1. Field of the Invention
This invention relates to the fabrication of metallurgy atop substrates. More particularly, it relates to interconnection systems for metallurgy disposed atop semiconductor devices.
2. Description of the Prior Art
The continuing improvements in semiconductor integrated circuit technology have resulted in the capability of forming increased numbers of transistors, resistors, etc., within a given semiconductor chip. For example, ion implantation has allowed the devices to be smaller, and improved masking and isolation techniques have allowed the devices to be more closely spaced. This miniaturization has resulted in decreased costs and improved performance in integrated circuits. Unfortunately, many of the devices formed within the semiconductor must remain unused in the completed chip because of space required for wiring the circuits together.
For example, a practical state-of-the-art integrated circuit chip, containing between 700 to 2,000 circuits, typically utilizes less than 50 percent of the available circuits. The principal reason for this is the space which the wiring takes up on the surface of the chip. This interconnection metallurgy system atop the chip is extremely complex and the spacing between the wires is very tight. To achieve even a 50 percent efficiency of circuit utilization, at least two or three and possibly four separate levels of complex conductive patterns, each separated by one or more layers of dielectric material, are used.
Ordinarily, the first level conductive pattern on the chip surface interconnects the devices within the chips into circuits and also provides circuit-to-circuit interconnections. The second level conductive pattern conventionally completes the circuit-to-circuit connections and contains a portion of the power buses. The third level may be used for power and I/O connections to a support, such as a module, substrate or card. To interconnect each of these levels of metallization, it is necessary to form feedthrough conductive connections, otherwise known as via studs, within the dielectric layers separating the metallization. The most common technique used today is to etch the dielectric layer atop one level of metallurgy to form feedthrough holes and then deposit the second metallurgy layer over the dielectric layer and into the via holes to contact the first metallurgy layer. However, overetching of one dielectric layer due to mask misalignment, for example, may result in the etching of a lower dielectric layer. It has been necessary to provide increased areas of metallurgy at the via hole sites to prevent the overetching; however, this technique also substantially increases the chip area required for the interconnection metallurgy.
One technique for solving this problem is found in U.S. Pat.
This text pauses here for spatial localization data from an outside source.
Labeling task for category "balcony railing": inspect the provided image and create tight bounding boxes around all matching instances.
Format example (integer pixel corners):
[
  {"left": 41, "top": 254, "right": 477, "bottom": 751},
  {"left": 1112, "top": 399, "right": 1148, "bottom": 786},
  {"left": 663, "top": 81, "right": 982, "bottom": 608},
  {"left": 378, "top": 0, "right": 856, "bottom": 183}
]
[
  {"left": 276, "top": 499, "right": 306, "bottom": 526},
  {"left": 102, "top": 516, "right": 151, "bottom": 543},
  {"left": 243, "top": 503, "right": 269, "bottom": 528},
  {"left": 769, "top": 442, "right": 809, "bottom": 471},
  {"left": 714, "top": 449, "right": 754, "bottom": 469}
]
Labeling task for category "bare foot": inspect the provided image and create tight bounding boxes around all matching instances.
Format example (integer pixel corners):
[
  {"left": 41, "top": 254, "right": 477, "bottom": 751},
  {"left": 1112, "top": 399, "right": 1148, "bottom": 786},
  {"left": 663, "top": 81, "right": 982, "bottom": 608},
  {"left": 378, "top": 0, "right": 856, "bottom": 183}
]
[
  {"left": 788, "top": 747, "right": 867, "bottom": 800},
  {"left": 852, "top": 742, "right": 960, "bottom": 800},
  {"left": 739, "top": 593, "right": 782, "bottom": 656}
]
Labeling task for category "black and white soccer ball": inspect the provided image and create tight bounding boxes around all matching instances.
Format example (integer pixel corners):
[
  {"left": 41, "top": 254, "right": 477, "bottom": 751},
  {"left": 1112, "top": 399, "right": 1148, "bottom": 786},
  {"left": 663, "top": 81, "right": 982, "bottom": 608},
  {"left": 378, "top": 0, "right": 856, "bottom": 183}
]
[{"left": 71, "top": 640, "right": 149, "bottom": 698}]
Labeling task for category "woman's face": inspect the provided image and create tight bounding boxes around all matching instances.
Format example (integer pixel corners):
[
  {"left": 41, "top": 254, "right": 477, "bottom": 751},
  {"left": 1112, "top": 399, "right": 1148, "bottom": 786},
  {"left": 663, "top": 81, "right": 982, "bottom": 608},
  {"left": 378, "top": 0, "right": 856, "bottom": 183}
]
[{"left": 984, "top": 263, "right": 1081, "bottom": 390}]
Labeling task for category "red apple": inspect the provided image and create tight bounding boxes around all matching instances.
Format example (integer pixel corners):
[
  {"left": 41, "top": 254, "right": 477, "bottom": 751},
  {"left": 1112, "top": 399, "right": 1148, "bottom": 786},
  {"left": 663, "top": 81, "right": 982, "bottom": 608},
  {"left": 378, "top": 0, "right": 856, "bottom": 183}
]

No. 3,844,831, issued in the names of E. E. Cass et al, assigned to the same assignee as the present invention. This technique involves the use of dielectric layers with dissimilar etching characteristics, whereby an etchant which attacks one type of dielectric does not substantially affect the other. Although the Cass et al invention has been successful, dielectric etching per se is recognized as causing shorts, pinholes and contamination, no matter how controlled the process.
It would be more desirable to form interconnections between levels of metallurgy without the necessity of etching in the dielectric layers.
One technique for doing so is described in U.S. Pat. No. 4,029,562, issued in the names of B. C. Feng et al, and assigned to the same assignee as the present invention. The Feng et al process involves the depositing of the feedthrough pattern which includes a conventional functional metal and a cap of expendable material atop the conductive film pattern, say the first level of metallization. The expendable material can be removed by an etchant which does not attack the conductive film. The insulator is then deposited atop the first level film as well as the feedthrough pattern by RF sputtering at a bias which is sufficiently high to cause substantial reemission of the insulator. This covers the exposed substrate and thin film surfaces, as well as the expendable material, with the insulator but leaves the side surfaces of the expendable material exposed. The expendable material may then be chemically etched, so as to leave a completely insulated conductive film pattern and exposed feed-throughs so that the second level conductive pattern may be deposited atop the insulator to be interconnected to the first level by the feedthroughs.
Although the Feng et al invention has been successful, it nevertheless involves the prior art process of depositing the feedthrough atop the first level conductor. Because of this process, the feedthrough connections may exhibit poor mechanical strength and/or higher contact resistance, which results in poor manufacturing yields. It would be more desirable to form the via studs as integral parts of the metallurgy so as to eliminate the interface between the studs and the underlying metallurgy.